Le Centre de recherche du château de Versailles s’apprête à mettre en ligne un ensemble exceptionnel de plans, coupes, élévations et détails d’architecture du Domaine datant de l’Ancien Régime. À travers le projet intitulé « Verspera », ce sont plus de 18 000 vues issues du Château, de la Bibliothèque nationale de France et, surtout, des Archives nationales qui se laisseront directement consulter via internet.

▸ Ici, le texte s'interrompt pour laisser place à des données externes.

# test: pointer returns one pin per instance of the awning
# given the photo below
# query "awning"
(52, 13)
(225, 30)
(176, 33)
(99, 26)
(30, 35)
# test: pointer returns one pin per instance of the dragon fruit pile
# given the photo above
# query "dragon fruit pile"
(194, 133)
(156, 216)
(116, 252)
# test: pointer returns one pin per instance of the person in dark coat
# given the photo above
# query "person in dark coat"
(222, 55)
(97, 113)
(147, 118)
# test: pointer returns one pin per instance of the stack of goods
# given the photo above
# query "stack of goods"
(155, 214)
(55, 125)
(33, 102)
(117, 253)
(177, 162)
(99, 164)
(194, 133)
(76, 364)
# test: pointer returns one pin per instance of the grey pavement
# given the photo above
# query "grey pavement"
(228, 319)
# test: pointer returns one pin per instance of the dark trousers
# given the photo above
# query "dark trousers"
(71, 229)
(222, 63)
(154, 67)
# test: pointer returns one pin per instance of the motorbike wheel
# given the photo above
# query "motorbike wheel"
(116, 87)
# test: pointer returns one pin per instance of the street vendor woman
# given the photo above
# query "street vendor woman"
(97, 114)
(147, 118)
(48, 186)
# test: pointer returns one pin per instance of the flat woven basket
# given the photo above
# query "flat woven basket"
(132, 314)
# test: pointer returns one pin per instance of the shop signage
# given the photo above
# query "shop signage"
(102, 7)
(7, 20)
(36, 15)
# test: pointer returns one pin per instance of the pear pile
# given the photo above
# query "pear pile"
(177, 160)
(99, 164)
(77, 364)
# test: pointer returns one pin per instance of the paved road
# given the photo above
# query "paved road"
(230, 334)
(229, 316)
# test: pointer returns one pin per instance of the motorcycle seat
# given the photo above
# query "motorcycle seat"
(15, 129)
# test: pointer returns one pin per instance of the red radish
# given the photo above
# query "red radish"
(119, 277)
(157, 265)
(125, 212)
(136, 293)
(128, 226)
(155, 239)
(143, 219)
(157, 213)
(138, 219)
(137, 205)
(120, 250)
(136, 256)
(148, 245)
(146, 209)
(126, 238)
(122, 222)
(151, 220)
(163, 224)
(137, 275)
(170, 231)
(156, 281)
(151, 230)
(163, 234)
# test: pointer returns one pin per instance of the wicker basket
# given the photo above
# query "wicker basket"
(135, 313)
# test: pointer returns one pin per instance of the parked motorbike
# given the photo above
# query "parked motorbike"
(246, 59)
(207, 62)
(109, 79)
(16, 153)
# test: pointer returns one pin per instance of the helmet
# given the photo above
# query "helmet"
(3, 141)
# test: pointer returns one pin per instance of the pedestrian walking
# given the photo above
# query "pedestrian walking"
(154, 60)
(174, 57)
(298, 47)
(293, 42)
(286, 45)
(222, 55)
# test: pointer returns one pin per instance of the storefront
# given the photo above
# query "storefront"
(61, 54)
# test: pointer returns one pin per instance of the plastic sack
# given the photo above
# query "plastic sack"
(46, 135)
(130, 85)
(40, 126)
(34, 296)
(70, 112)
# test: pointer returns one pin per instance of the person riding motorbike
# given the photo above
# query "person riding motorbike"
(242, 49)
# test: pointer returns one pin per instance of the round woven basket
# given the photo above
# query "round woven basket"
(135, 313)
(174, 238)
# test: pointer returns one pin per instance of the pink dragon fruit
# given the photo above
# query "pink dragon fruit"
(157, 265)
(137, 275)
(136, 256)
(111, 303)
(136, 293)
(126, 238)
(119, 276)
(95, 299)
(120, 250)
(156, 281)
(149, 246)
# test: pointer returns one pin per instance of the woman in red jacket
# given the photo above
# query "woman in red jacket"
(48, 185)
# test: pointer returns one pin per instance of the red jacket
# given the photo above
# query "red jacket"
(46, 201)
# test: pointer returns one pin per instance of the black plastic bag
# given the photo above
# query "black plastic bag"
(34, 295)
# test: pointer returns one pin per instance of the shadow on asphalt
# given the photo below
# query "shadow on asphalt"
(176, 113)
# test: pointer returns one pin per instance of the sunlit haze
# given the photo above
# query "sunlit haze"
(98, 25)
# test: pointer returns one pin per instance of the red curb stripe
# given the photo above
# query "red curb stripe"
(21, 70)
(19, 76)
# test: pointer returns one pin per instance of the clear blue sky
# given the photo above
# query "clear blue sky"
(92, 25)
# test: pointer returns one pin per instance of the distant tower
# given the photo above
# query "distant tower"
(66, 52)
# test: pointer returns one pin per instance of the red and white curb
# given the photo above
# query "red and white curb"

On n’imagine pas comme il peut être acrobatique, pour le chercheur, de prendre connaissance des archives les plus fragiles, notamment les plans d’architecture. Cela se justifie, bien entendu, par la préservation durable de témoins extrêmement précieux du passé, mais nécessite une endurance à toute épreuve. Une fois le bon document identifié, dans des bases de données parfois complexes, et les démarches administratives passées, il faut que son état autorise sa consultation. Mais encore, et surtout, que les conditions matérielles en permettent une bonne prise de vue.
Malgré toute la prévenance des services d’archives, la tâche ne s’avère pas toujours aisée, avec, sous une lumière volontairement réduite, des documents pâlis par le temps et de taille très variable. Il est ainsi fréquent de se retrouver perché au faîte d’un escabeau, hissé sur la pointe des pieds, pour tenter de saisir la totalité d’un plan de plusieurs mètres de long. Il arrive également que le document fasse partie d’un recueil dont l’épaisseur ne permette pas de le dégager complètement. Tenir le plan d’une main et l’appareil photo de l’autre, tout en manifestant sa bonne volonté aux agents de surveillance, peut tenir du numéro d’équilibriste. Mais le pire est certainement la retombe : ces petits bouts de papier collés que l’architecte, avant l’apparition du calque, superposait autrefois pour indiquer ses propositions de modification. Ceux-ci se comptent, parfois, par dizaines, et nécessiteraient une armée d’assistants pour les tenir, un à un, en l’air. L’un des exemples les plus fameux en la matière, un Plan de l’hôtel royal des Gobelins[1] datant de 1691, possède pas moins de 56 retombes qui décrivent les différents étages des bâtiments en les concentrant sur un seul document. Reste, enfin – et c’est le plus difficile – l’interprétation de ces documents d’architecture. Lorsqu’il s’agit de lieux aussi vastes et complexes que le château de Versailles, sans cesse remaniés et renommés, connus essentiellement à travers des inventaires qui s’attachent avant tout à décrire du mobilier, il faut des capacités à la fois de synthèse et d’analyse qui dépassent l’entendement. Le projet «Verspera»[2] va grandement contribuer à remédier à ces inconvénients et faire gagner un temps précieux au chercheur.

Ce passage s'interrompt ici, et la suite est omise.